Separación de Bienes


Elegir cómo organizar el patrimonio del matrimonio es una de las decisiones jurídicas más importantes — y una de las menos conversadas — antes de decir "sí, acepto".

La separación de bienes es un régimen patrimonial matrimonial previsto por el Código Civil y Comercial que permite a cada cónyuge mantener la titularidad, administración y disposición exclusiva de sus bienes durante todo el matrimonio. No hay bienes gananciales, no hay masa común, no hay copropiedad forzosa sobre lo que cada uno adquiere por separado. Es la herramienta jurídica más directa para quienes buscan preservar su autonomía patrimonial dentro del matrimonio — frecuente en segundas nupcias, matrimonios con patrimonios preexistentes disímiles, profesionales con actividad empresarial autónoma, o simplemente cónyuges que prefieren la independencia financiera. En CPS Abogados asesoramos la constitución del régimen, la redacción de la convención matrimonial y la modificación posterior cuando corresponde.

Los Dos Regímenes Patrimoniales del Matrimonio


Desde la reforma del Código Civil y Comercial, los cónyuges pueden elegir — antes o durante el matrimonio — bajo qué régimen se organiza su patrimonio

Separación de bienes

Cada cónyuge, dueño exclusivo de su patrimonio

Régimen opcional que requiere elección expresa mediante convención matrimonial.
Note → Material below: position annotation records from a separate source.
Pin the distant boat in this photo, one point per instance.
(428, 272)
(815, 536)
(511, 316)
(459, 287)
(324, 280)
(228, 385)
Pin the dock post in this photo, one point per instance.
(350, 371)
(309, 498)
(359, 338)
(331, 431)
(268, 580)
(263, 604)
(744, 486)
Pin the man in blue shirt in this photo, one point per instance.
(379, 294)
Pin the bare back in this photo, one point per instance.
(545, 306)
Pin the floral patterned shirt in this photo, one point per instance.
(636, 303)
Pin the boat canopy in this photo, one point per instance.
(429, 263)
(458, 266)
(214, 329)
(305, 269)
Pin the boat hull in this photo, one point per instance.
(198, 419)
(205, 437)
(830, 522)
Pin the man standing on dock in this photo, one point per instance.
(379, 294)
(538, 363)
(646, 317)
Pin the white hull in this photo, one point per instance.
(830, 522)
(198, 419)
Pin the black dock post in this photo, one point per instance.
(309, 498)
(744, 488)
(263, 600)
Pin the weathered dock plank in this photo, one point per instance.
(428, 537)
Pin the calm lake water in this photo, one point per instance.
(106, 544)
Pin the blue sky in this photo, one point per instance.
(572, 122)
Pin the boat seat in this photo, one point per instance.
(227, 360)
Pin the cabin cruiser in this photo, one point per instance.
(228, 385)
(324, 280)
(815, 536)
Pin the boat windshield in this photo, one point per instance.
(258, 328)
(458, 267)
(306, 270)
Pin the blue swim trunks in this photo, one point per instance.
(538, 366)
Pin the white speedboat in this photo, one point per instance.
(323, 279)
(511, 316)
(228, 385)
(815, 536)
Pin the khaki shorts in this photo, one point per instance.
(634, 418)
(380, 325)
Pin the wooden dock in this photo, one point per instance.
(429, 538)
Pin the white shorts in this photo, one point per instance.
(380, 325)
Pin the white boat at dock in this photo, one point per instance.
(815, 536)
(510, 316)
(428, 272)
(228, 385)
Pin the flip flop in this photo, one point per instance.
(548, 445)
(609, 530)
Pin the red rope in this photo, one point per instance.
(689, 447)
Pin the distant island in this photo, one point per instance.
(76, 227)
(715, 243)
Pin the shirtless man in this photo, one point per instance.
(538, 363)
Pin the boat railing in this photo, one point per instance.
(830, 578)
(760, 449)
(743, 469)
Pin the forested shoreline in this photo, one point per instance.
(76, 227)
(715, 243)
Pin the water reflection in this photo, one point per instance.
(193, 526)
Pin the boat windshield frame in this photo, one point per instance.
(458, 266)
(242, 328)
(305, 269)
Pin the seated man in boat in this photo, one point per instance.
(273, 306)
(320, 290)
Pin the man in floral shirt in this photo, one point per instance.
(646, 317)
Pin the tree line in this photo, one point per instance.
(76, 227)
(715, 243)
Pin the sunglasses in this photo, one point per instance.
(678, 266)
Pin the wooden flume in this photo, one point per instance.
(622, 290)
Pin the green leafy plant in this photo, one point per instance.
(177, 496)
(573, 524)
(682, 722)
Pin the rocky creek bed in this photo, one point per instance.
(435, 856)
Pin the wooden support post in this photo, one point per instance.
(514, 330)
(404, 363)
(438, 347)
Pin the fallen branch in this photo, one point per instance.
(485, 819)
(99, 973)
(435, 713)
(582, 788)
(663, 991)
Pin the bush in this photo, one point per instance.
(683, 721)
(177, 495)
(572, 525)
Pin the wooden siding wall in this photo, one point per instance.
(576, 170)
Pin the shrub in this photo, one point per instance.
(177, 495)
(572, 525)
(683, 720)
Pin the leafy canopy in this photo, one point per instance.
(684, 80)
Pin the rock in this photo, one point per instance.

Privilegia la autonomía patrimonial y la separación financiera dentro del matrimonio:

  • Titularidad exclusiva — cada cónyuge es propietario único de los bienes que adquiere a su nombre durante el matrimonio.
  • Administración independiente — cada uno dispone libremente de sus bienes sin necesidad de consentimiento del otro.
  • Responsabilidad patrimonial separada — las deudas contraídas por un cónyuge no afectan el patrimonio del otro, salvo cargas comunes del hogar.
  • Sin masa ganancial — no existe patrimonio común a liquidar; lo que cada uno adquiere le pertenece en forma exclusiva.
Comunidad de ganancias

Régimen por defecto — bienes gananciales

Es el régimen legal supletorio: aplica automáticamente si los cónyuges no optan expresamente por la separación de bienes. Genera una masa común sobre los bienes adquiridos durante el matrimonio:

  • Bienes propios — los adquiridos antes del matrimonio y los recibidos por herencia o donación durante el mismo permanecen personales.
  • Bienes gananciales — los adquiridos durante el matrimonio con esfuerzo o recursos comunes, son compartidos en el régimen.
  • Consentimiento conyugal — ciertos actos sobre bienes gananciales requieren la conformidad del otro cónyuge.
  • Masa común — la titularidad de los gananciales es compartida mientras dura el matrimonio.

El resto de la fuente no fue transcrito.